To learn more about the best hiring and recruiting practices, call us at 415-835-0202 or email us at sales@talentcircles.com.
1 comment on “Using Video Interviews to Attract Top Talent”

Using Video Interviews to Attract Top Talent

While a phone call, email and social media can provide a cursory view of the personality and skills of a potential hire, most hiring managers wouldn’t consider extending a job offer for a significant position without an actual face-to-face meeting with the candidate. Why? Because non-verbal cues and cultural fit are too important to overlook.

Technology has made the world a much smaller place in terms of our ability to instantly communicate with people electronically regardless of location, which is great. Until we can actually teleport, however, location does present some challenges for recruiters and hiring professionals in terms of the face-to-face aspect of interviewing. A good deal of time and money can wasted be when recruits, who end up not being a good fit, are flown in for in-person interviews at the company’s expense. And, if left to the applicant to handle travel expenses, some exceptional talent may choose to walk away rather than invest the time and money early in the interview process. And this is where video interviews come into play.

What is a video interview?

Video interviews offer the benefits of in-person interviews without the scheduling hassles or travel time and expenses.

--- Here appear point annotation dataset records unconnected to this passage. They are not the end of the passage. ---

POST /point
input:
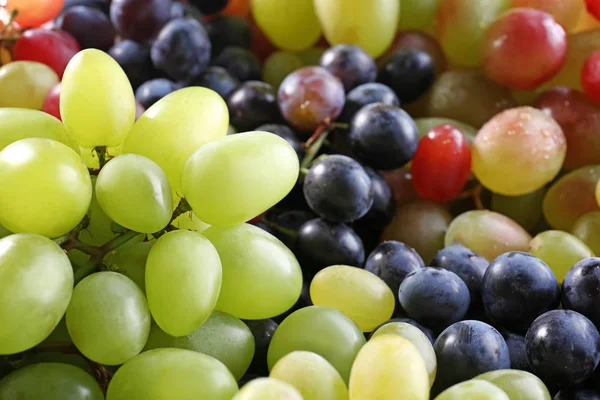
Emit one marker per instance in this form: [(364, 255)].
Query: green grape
[(172, 129), (587, 229), (50, 381), (526, 210), (570, 197), (36, 282), (289, 24), (167, 374), (222, 336), (279, 65), (183, 281), (261, 276), (421, 225), (460, 26), (487, 233), (234, 179), (370, 24), (389, 365), (108, 318), (312, 375), (560, 250), (135, 193), (416, 337), (518, 385), (97, 104), (473, 390), (24, 84), (268, 389), (361, 295), (47, 188), (321, 330), (22, 123)]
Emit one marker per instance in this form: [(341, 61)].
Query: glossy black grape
[(517, 288), (383, 136), (409, 72), (182, 49), (563, 347), (239, 62), (350, 64), (321, 243), (89, 26)]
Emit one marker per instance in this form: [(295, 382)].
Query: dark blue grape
[(350, 64), (383, 136), (517, 288), (581, 289), (409, 72), (563, 347), (182, 49), (338, 189)]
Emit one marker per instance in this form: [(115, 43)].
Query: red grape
[(53, 48), (442, 164), (524, 48)]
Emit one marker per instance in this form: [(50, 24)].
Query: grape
[(560, 250), (261, 277), (309, 96), (321, 330), (37, 284), (487, 233), (386, 365), (289, 25), (108, 318), (172, 129), (150, 376), (370, 25), (50, 381), (258, 167), (222, 336), (24, 84), (94, 114), (518, 151), (139, 20), (50, 188), (183, 281)]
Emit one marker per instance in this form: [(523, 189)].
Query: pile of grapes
[(299, 199)]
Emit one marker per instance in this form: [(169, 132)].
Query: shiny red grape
[(523, 48), (442, 164)]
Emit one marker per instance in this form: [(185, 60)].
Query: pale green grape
[(222, 336), (370, 24), (261, 276), (361, 295), (36, 282), (174, 127), (24, 84), (518, 385), (487, 233), (97, 104), (47, 188), (268, 389), (321, 330), (312, 375), (416, 337), (389, 365), (289, 24), (108, 318), (236, 178), (560, 250), (50, 381), (183, 281), (135, 193), (167, 374)]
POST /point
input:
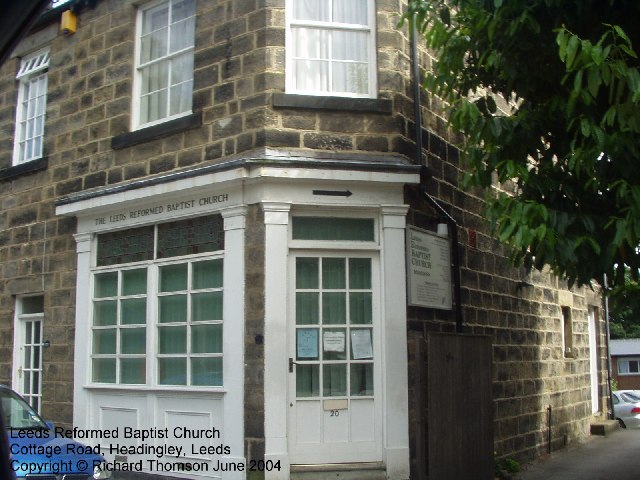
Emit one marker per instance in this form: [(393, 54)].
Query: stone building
[(205, 212)]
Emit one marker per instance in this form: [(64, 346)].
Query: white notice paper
[(334, 341), (361, 344)]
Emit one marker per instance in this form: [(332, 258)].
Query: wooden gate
[(459, 407)]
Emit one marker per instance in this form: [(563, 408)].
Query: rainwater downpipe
[(425, 175)]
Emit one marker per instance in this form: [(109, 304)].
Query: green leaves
[(569, 154)]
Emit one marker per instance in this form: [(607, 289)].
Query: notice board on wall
[(428, 269)]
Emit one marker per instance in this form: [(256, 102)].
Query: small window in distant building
[(567, 331), (164, 62), (628, 366), (31, 107), (331, 47)]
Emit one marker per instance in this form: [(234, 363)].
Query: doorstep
[(339, 471)]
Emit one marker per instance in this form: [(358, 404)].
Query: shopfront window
[(157, 305)]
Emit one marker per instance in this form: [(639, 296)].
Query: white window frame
[(293, 23), (19, 344), (625, 361), (137, 117), (30, 110)]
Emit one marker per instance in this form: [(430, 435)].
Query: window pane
[(106, 285), (155, 18), (349, 78), (206, 338), (180, 98), (132, 245), (306, 273), (311, 75), (133, 370), (359, 273), (104, 370), (172, 339), (333, 273), (183, 9), (186, 237), (361, 379), (172, 308), (311, 44), (353, 11), (360, 308), (334, 308), (104, 341), (207, 274), (206, 306), (311, 10), (27, 355), (33, 304), (334, 344), (153, 45), (134, 282), (307, 380), (153, 106), (350, 46), (134, 311), (133, 340), (172, 371), (182, 34), (104, 313), (307, 344), (307, 308), (173, 277), (327, 228), (27, 382), (334, 381), (206, 371)]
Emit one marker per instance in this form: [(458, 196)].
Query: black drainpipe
[(425, 175)]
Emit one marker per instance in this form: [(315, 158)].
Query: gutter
[(425, 175)]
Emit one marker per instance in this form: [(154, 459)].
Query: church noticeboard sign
[(428, 269)]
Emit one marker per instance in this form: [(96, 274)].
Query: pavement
[(615, 456)]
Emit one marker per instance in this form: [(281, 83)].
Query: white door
[(334, 350), (27, 378), (593, 360)]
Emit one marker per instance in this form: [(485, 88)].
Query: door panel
[(334, 381)]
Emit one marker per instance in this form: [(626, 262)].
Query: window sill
[(313, 102), (155, 132), (24, 168)]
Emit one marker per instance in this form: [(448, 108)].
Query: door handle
[(291, 364)]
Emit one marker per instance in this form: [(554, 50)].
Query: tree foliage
[(568, 151), (624, 310)]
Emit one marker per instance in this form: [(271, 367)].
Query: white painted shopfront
[(160, 313)]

With a good video interviewing platform, you’ll be able to choose different video options depending on your needs. The two most common video interview styles used by recruiters and hiring managers are live-video interviews and one-way video interviews.

Live-video interviews are the most similar to an in-person interview. You still need to schedule a time that works for all parties involved, but with everyone being able to “attend” the interview from a remote location, there is no need for anyone to travel and scheduling becomes much easier. The interview interaction very closely mimics that of actually being in the same room with each other. You’re able to see and hear responses in real time, but it also gets recorded so the interview can be shared with other stakeholders who weren’t present during the live version. The recordings can be scored or ranked so the best get first priority when collaborating with stakeholders.

In One-way interviews, candidates are emailed a link they can access at any time that’s convenient for them. They are provided with text or video-based questions that they will answer via recorded video. In their video recording, candidates will demonstrate their personalities and discuss their skills. Depending on the video platform you use, you can customize options like how long someone can sit and think before hitting record to answer each question. And you can standardize questions for each job so comparing applicants is easy. After a candidate submits his or her video, the recruiter or hiring manager can view the interview whenever it’s convenient and can share it with others on the team who have a vested interest.

A good platform will also have tech support available to help with everything from set-up to viewing and sharing recordings to troubleshooting technical problems. 

Why use video interviews?

There are plenty of reasons to incorporate video interviews into your standard hiring practices.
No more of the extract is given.